WebApp1K: A Practical Code-Generation Benchmark for Web App Development
Yi Cui
TL;DR
WebApp1K addresses the need for a practical, end-to-end benchmark to evaluate how well LLMs can generate functional web apps. The authors design a React-based benchmark with 1000 user-journey problems, validated by fetchMock test sequences and assessed via pass@k metrics to capture end-to-end correctness. Their findings show strong performance from open-source LLM families, a clear correlation between model size and code correctness, and no universal prompting technique that consistently improves results across all models. The work provides an accessible, market-oriented evaluation framework and a leaderboard to guide future improvements in practical web app code generation.

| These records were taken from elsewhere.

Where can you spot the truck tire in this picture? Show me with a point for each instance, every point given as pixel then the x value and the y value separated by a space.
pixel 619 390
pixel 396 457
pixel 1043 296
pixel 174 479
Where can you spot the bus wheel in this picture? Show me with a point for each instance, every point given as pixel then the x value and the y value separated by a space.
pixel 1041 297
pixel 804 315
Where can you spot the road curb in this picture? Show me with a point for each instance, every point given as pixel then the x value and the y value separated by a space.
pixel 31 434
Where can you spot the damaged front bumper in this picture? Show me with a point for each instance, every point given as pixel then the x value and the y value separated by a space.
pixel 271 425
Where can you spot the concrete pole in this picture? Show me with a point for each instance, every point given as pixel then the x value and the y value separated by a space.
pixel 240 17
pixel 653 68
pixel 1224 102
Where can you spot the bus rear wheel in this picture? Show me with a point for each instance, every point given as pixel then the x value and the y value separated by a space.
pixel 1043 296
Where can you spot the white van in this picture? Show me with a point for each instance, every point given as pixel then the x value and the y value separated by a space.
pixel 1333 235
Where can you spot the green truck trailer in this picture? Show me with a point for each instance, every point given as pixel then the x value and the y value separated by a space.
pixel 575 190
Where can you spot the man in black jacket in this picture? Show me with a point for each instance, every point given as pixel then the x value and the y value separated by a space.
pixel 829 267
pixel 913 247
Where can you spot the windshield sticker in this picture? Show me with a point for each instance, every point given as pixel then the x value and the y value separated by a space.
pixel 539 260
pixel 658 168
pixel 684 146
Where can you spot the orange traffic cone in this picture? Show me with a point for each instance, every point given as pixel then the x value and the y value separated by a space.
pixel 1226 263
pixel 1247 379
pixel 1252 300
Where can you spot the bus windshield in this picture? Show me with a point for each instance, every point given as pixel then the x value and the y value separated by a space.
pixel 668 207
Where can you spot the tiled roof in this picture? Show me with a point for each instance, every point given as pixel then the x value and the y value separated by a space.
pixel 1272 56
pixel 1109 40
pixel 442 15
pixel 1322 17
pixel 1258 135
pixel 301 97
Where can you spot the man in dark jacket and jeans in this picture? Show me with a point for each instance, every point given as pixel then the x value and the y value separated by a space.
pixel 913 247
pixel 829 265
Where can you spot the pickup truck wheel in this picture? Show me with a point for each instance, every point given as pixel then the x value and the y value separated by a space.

This benchmark has potential to influence model selection and development efforts aimed at deployable software prototyping with LLMs.
Abstract
We introduce WebApp1K, a practical code-generation benchmark to measure LLM ability to develop web apps. This benchmark aims to calibrate LLM output and aid the models to progressively improve code correctness and functionality. The benchmark is lightweight and easy to run. We present the initial version of WebApp1K, and share our findings of running the benchmark against the latest frontier LLMs. First, open source LLMs deliver impressive performance, closely trailing behind GPT-4o and Claude 3.5. Second, model size has strong correlation with code correctness. Third, no prompting techniques have been found to lift performance either universally to all models, or significantly to a single model.